Behind the huddled islands,
it's raining out to sea.
Silver spray flies
over dark and stunted trees--
too windy for the birds.
That rock in the bay looks like a boat again:
a fisherman bound home and
forever missing shore.
Notes
I took these photos this morning, the view from inside looking out to sea, and then reflections of the clouds and water in the window, seen from the outside looking in.
I am enjoying the exercise of trying to write a (short!) poem each day. It is a bit like labouring over a puzzle, although, for me--puzzles make me impatient--far more satisfying. For poetry is a habit of thinking, or perhaps of arranging, a way, like drawing, of resting here where I am for a time, and rendering what I see. Such rendering is never, in any medium, a simple act of description; it is always layered with memories and speculations, musing, fantasies, sorrow, bad jokes and snatches of dreams.
Find the poetry in every day: that could be an injunction to meditation or some sort of healing. For when I do this, the anxieties, the lists and preoccupations, the physical pains incurred in daily living drain away.
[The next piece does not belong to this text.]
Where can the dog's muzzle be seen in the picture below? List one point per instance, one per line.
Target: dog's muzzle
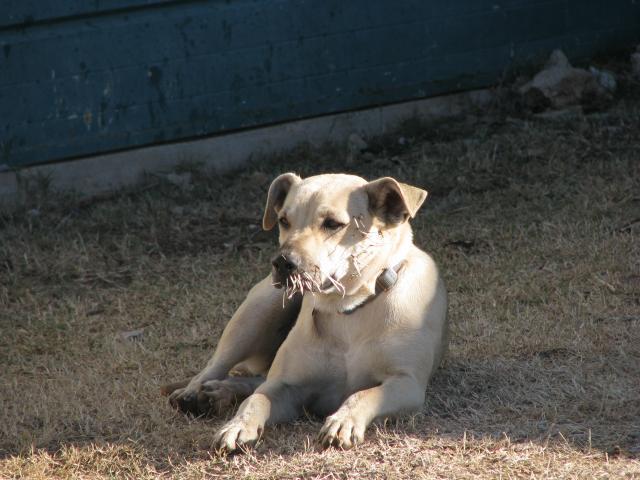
(284, 264)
And although I am touched by sorrow--today, meditating on several tales of ships lost at sea (the Miss Ally, for example, and the Bounty, as well as the man who drove off the ferry last week in Cape Breton; he and his car sank immediately, and then were inaccessible under the ice that drifted into the harbour)--I am also utterly joyful. Here, in the act of making something while looking carefully at what is before me, is an acquaintance with rhythm, with precision, heart's pulse and peace.